Internal parts meditation is a type of meditation that focuses on the different parts of our personality. It can be a helpful way to understand ourselves better and manage difficult emotions.

Here are the steps on how to do internal parts meditation:

§  Find a quiet place where you will not be disturbed.

§  Sit in a comfortable position and close your eyes.

§  Take a few deep breaths and relax your body.

§  Imagine that you are standing in front of a mirror.

§  Look at yourself in the mirror and notice the different parts of your personality.

§  See if you can identify any parts of your personality that are struggling.

§  Talk to these parts of your personality with compassion and understanding.

§  Let them know that you are there for them and that you want to help them.

§  Once you have talked to the parts of your personality, thank them for sharing their thoughts and feelings with you.

Open your eyes and take a few deep breaths.

Internal parts meditation can be a helpful way to understand ourselves better and to manage difficult emotions. If you are struggling with anxiety, depression, or other mental health issues, internal parts meditation can be a helpful tool to add to your treatment plan.

Additional tips when doing internal parts meditation:

§  Be patient. It may take some time to get to know the different parts of your personality.

§  Be kind. Treat the different parts of your personality with compassion and understanding.

§  Be present. When you are meditating, focus on the present moment and on the different parts of your personality.

§  Be consistent. The more you practice internal parts meditation, the more effective it will be.

If you are new to internal parts meditation, it is a good idea to start with a short meditation. Once you are comfortable with the process, you can gradually increase the length of your meditations.

5. Grounding Techniques

Grounding is a technique that helps you to focus on the present moment and to feel more grounded.
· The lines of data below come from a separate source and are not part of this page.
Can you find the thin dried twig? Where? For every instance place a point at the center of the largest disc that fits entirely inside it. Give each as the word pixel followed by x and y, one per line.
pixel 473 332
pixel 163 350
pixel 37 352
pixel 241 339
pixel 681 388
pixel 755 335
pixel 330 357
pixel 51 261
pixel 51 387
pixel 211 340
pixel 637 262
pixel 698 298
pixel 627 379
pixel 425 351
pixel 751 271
It can be a helpful way to reduce anxiety and to cope with panic attacks.  It can help by focusing your mind on your surroundings and being in the present moment.

Here are some grounding techniques:

§  Name five things you can see

§  Name five things you can hear

§  Name five things you can touch

§  Name five things you can smell

§  Taste something

§  Touch the earth and/or plants

Grounding techniques can be a helpful way to manage anxiety. If you are feeling anxious, try one of these techniques to help you to calm down and to feel more grounded.

Further tips for grounding:

§  Find a quiet place where you will not be disturbed.

§  Sit or lie down in a comfortable position.

§  Close your eyes and take a few deep breaths.

§  Focus on your surroundings. Notice what you can see, hear, touch, smell, and taste.

§  If your mind wanders, gently bring it back to your surroundings.

§  Continue grounding for a few minutes or until you feel calmer.

If you are new to grounding, it is a good idea to start with a short grounding session. Once you are comfortable with the process, you can gradually increase the length of your grounding sessions.